WebSocket Communication Protocol
Real-time sign language recognition relies on a persistent, low-latency communication channel between the web client and the inference server. This is achieved using the WebSocket Protocol.
Protocol Overview
The communication is bidirectional but primarily driven by the client sending video frames and the server responding with inference results.
Sequence Diagram
sequenceDiagram participant C as Client (Browser) participant S as Server (FastAPI) participant M as Model (ONNX) C->>S: WebSocket Connect S-->>C: Accept loop Video Stream C->>S: Binary Frame (JPEG) S->>S: Decode & Analyze Motion alt Motion Detected S->>S: Buffer Frame alt Buffer Full / Sequence Ready S->>M: Run Inference (Async) M-->>S: Sign ID S-->>C: JSON Prediction "SignName" end end end
Connection Lifecycle
- Handshake: The client initiates a connection to
/live-signs. - State Initialization: The server initializes a session-specific state, including:
last_inference_time: Timestamp of the last processed frame.sign_frames: A ring buffer to store incoming frames for the temporal model.motion_detected: Boolean flag to trigger inference.
- Data Loop: The server enters an infinite loop waiting for messages (frames).
- Termination: The connection is closed when the client disconnects or an error occurs.
Message Format
Client → Server
Messages sent by the client are binary blobs containing JPEG-encoded images.
- Format: binary (bytes)
- Content: Compressed image frame from the user’s camera.
- Frequency: Frame rate of the client’s camera (e.g., 30 FPS).
Server → Client
Messages sent by the server are JSON text strings containing predictions or status updates.
Prediction Payload
{
"type": "prediction",
"payload": "HELLO",
"probability": 0.95,
"inference_time": 0.045
}Status Payload (Example)
{
"type": "status",
"message": "Motion Detected",
"code": "MOTION_START"
}Concurrency and Performance
To maintain real-time performance, the server utilizes asynchronous programming (asyncio) combined with a Thread Pool.

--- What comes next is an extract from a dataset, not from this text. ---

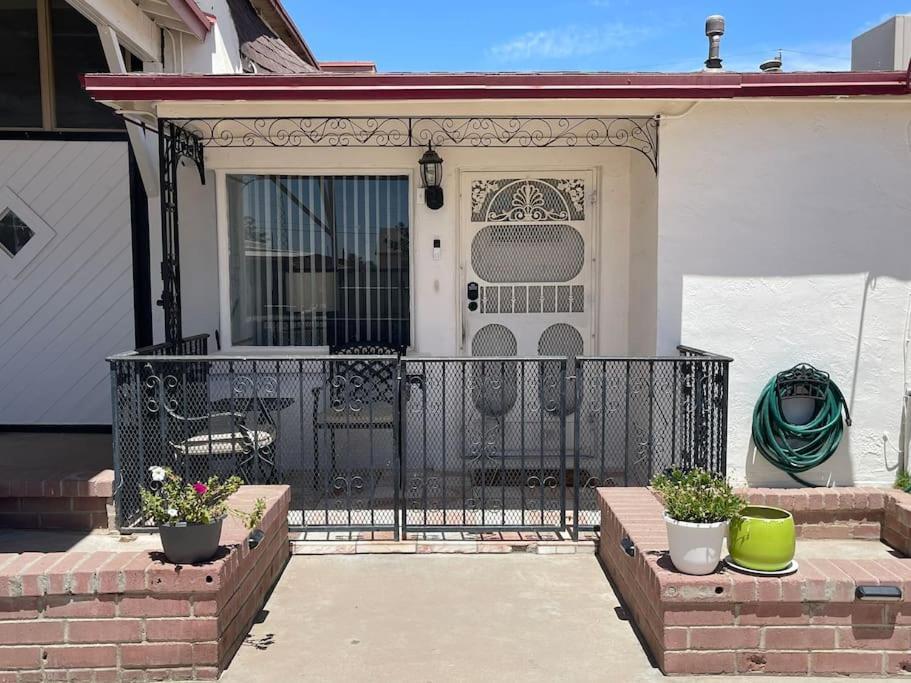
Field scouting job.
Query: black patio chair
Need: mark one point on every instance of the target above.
(359, 394)
(243, 440)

- Async/Await: Used for handling WebSocket I/O (receiving frames, sending responses) without blocking the event loop.
- Thread Pool (
run_in_executor): CPU-intensive tasks like image decoding (cv2.imdecode), preprocessing, and model inference are offloaded to a thread pool. This prevents the main event loop from freezing, ensuring the server remains responsive to ping/pong frames and other connections.